The majority of sporadic OF are single lesions, multi-lesions are rare. The ratio of multiple lesions of OF cases is unclear, but we have found only 2 cases (3.6%) in 55 cases (Fig. 2–3). Also we have reported another two multiple cases in previous research[33]. Sporadic multiple OF need to be differentiated from HPT-JT. In this study, the level blood calcium (2.51 mmol/L,2.29 mmol/L,2.15–2.55 mmol/L) and parathyroid hormone (21.53 pg/ml,49.70 pg/ml,15–65 pg/ml) of the two multiple cases were normal. Recently, the candidate tumor suppressor gene HRPT2 then as CDC73 have been identified in chromosome 1q24-q32, enconding a novel protein of 531 amionacids named parafibromin[28]. Some studies show that Germline mutations and somatic inactivation of CDC73 are associated with HPT-JT and sporadic carcinoma and adenomas of parathyroid[4, 34]. Alterations in the tumor suppressor gene CDC73 in ossifying fibroma have recently been reported.
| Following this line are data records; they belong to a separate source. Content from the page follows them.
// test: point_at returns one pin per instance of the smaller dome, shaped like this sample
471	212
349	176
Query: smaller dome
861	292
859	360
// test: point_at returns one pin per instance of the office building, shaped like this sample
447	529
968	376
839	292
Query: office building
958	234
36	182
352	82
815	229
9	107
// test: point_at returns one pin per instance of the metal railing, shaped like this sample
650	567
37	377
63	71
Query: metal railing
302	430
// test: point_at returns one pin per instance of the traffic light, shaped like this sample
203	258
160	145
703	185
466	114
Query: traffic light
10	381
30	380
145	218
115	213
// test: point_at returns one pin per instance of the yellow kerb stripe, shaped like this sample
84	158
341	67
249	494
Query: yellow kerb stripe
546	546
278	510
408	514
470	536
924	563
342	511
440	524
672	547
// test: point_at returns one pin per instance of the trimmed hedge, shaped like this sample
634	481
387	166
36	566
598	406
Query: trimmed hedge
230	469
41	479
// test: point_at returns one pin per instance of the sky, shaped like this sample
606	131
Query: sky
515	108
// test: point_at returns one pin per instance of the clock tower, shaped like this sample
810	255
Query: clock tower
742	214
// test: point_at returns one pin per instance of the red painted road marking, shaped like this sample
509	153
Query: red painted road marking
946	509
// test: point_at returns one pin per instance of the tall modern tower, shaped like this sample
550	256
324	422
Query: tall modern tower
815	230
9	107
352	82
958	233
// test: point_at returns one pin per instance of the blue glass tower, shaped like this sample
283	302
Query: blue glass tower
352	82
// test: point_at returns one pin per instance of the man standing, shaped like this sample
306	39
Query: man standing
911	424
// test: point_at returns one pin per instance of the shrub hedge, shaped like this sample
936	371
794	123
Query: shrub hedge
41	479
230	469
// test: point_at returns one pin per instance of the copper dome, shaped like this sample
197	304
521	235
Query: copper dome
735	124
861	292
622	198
In one series, which included four cases with OFs, mutations in CDC73 were found in two of the cases, suggested that CDC73 might be a key factor in the etiology of OFs[35]. Howerver,Yan Chen et al. found that two somatic mutations were identified in 40 cases of OF (5%)[36]. The mutations of CDC73 of sporadic OF previously reported in the literatures were reviewed, and only 4 cases were identified the mutations of CDC73 (Table 7).These findings indicate that the CDC73 mutation is not common in the development of sporadic ossifying fibroma, and therefore may not be used as a marker for diagnosis[37]. The effect of mutated CDC73 on sporadic OF needs to be studied further.